Furthering this humiliation, the breakup scene was based on a real scenario in Segel’s life. “I was trying to experience this viscerally, as a person,” he told the Times in 2008. “But all I could think was, ‘This is hilarious. I cannot wait for her to leave so I can write this down.’”

Also based on Segel’s life is the largely irrelevant subplot in which Peter is working on a Dracula musical starring puppets, which is too silly and largely inconsequential to get into further. Segel scratched this puppeteering itch in a big way when he wrote and starred in The Muppets a few years later, and the creepy seeds of this obsession are evident in the way this plot point is shoehorned in here.

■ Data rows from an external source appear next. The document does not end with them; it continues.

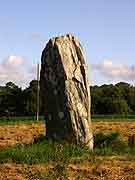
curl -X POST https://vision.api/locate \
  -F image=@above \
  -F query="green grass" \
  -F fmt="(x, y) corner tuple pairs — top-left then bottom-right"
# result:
(0, 115), (135, 125)
(0, 133), (135, 164)
(0, 116), (44, 125)
(92, 114), (135, 122)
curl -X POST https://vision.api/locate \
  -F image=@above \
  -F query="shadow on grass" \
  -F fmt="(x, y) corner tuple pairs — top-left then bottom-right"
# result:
(0, 134), (135, 164)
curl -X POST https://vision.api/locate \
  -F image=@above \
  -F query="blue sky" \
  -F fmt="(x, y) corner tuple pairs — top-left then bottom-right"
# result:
(0, 0), (135, 86)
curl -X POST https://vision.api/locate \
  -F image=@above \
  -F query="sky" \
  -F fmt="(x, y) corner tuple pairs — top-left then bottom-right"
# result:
(0, 0), (135, 87)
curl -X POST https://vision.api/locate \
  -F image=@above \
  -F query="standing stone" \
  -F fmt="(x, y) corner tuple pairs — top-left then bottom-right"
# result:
(40, 34), (93, 150)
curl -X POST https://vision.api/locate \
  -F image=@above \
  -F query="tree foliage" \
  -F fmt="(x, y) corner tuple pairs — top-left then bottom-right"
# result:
(91, 82), (135, 114)
(0, 80), (135, 116)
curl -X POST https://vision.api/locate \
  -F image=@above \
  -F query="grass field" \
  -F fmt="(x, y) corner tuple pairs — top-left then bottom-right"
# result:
(0, 115), (135, 125)
(0, 119), (135, 180)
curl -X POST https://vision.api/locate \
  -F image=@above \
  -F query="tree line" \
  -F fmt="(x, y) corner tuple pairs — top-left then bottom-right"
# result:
(0, 80), (135, 116)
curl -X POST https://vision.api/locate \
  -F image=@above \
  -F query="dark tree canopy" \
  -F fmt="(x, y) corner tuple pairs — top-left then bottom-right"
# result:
(0, 80), (135, 116)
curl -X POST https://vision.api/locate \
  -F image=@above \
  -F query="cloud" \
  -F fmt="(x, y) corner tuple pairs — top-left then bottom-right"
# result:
(0, 55), (36, 87)
(92, 60), (135, 81)
(31, 32), (41, 39)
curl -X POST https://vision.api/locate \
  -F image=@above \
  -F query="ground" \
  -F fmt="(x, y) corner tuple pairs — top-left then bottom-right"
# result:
(0, 122), (135, 180)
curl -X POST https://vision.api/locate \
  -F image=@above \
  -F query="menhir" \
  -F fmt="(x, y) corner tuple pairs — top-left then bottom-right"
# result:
(40, 34), (93, 150)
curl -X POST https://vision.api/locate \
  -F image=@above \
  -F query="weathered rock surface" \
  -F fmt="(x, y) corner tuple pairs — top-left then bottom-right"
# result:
(40, 34), (93, 149)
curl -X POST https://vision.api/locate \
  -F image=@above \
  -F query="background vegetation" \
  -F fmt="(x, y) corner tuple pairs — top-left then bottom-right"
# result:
(0, 80), (135, 117)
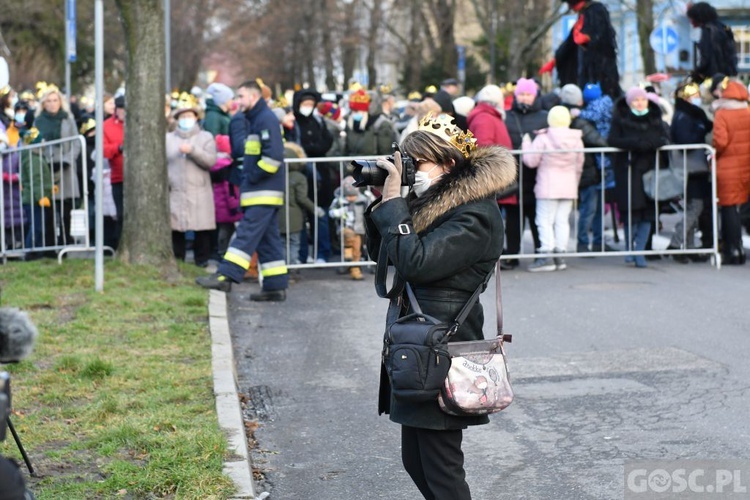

As you’d expect from an Apatow film, the casting is perfect. Bill Hader, Paul Rudd, Jonah Hill and Jack McBrayer all nail their too-small roles; Rudd, as perma-baked surf instructor Koonu, delivers the film’s best one-liner when he declares he quit wearing a watch when he “moved out here”, only to reveal his phone has a clock on it “so I don’t really need it”.

Brand is the film’s real ace in the hole. This was at the height of his international fame but at the time it seemed to be his “introductory” role before an inevitable rise to superstardom. It’s noteworthy the only other time he popped up in a film of note was to reprise this character in Get Him to the Greek, an undercooked vehicle that proves that Aldous is best served in small bites. Forgetting Sarah Marshall is his finest showing, and remains the one most closely suited to his verbose lizard king shtick. It’s a testament to the overstuffed quality of this film that Aldous is used merely as a foil then sent back to London.

Forgetting Sarah Marshall is a wonderful film, largely about heartbreak and betrayal, but also about hope, second chances and the need to work at relationships. And for approximately 73 frames, it also proves true that old adage: a flaccid penis will never not be hilarious.